Russia may have become the world’s first country to register the novel corona virus for COVID-19 vaccine, but health agencies and experts around the world continue to cast doubt on the vaccine’s effectiveness and safety.
Adding to the list of controversies surrounding the Russian vaccine, is a resignation from within the country’s Health Ministry. Russia’s top respiratory doctor, Professor Alexander Chuchalin has quit the Russian Ministry of Health over ‘gross violations’ of medical ethics in relation to ‘Sputnik-V.’
According to sources, Russia’s top pulmonologist had objected to the violations during the vaccine’s development process and even tried to block the Sputnik V registration on ‘safety grounds.’
Chuchalin left the Russian health ministry’s ethics council as the Russian government dismissed his objections and went forward with the vaccine.
He specifically identified and accused two leading doctors involved in the development of the vaccine for violating scientific ethics during the process. The two doctors he named are Professor Alexander Gintsburg, Gamaleya Research Center’s director and Professor Sergey Borisevich, Russia ‘s leading virology expert. The two researchers spearheaded the mission to find a new ‘world-beating vaccine.’
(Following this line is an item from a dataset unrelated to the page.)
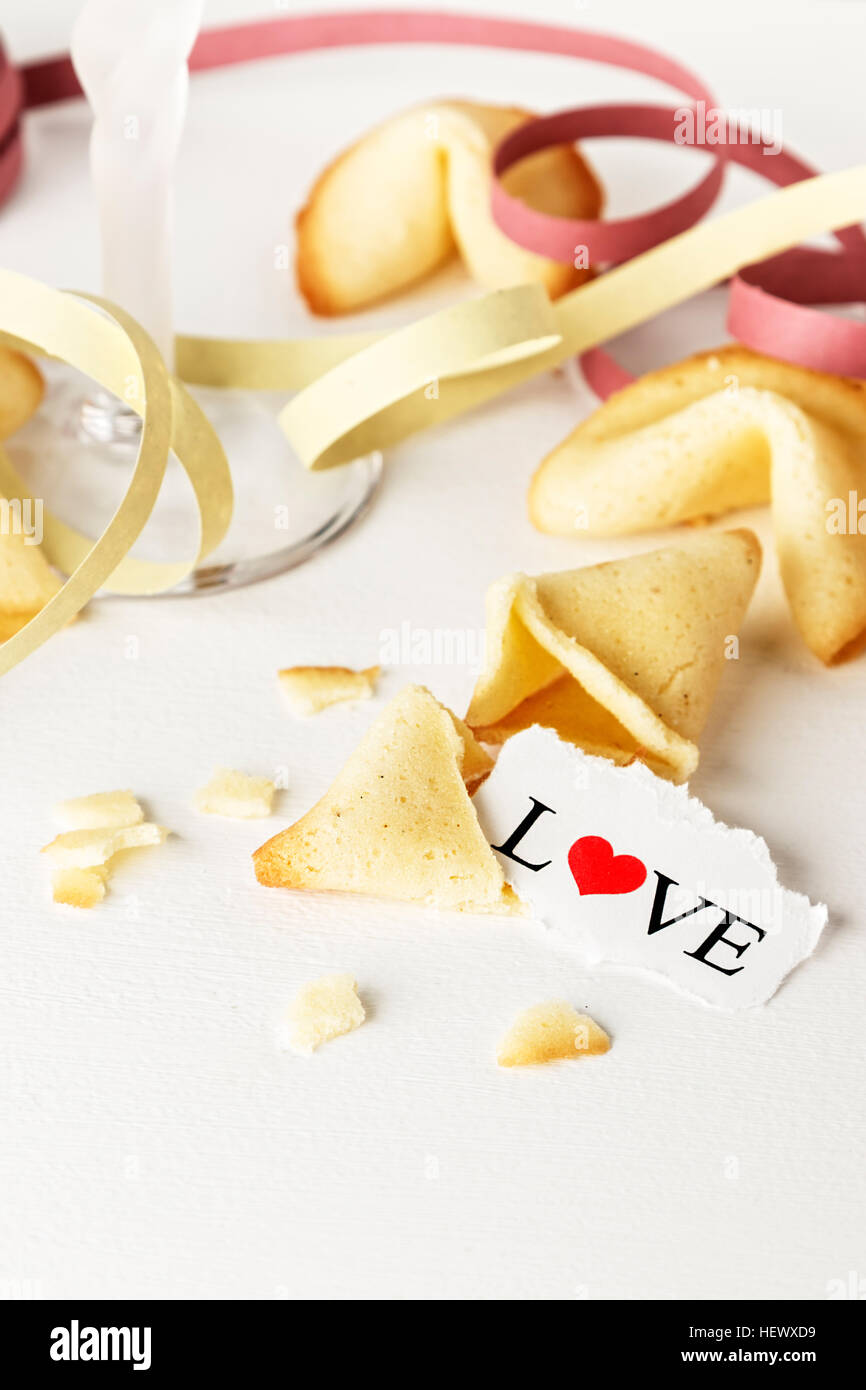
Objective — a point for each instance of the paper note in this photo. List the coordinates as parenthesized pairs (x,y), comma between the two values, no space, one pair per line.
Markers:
(630,869)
In an interview following his resignation, he questioned the team behind Sputnik-V:
“Have you passed all the necessary paths approved by Russian Federation legislation and the international scientific community? In the case of a drug or vaccine, we, as ethical reviewers should, first of all understand how safe it is for humans.
Russian President Vladimir Putin announced on August 11 that it has successfully registered the country’s first indigenously developed COVID-19 vaccine in the world. He added that the vaccination known as ‘Sputnik-V’ has proved to be effective during training, with one of his daughters already being administered a dose.
It should be noted that the government led by President Vladimir Putin has moved forward with the production of the vaccine without completing the critical Phase 3 trials, in which the medicine’s side effects and immune system response are tested on volunteers.
Curiously, Russia is also yet to make any scientific articles relating to the vaccine public.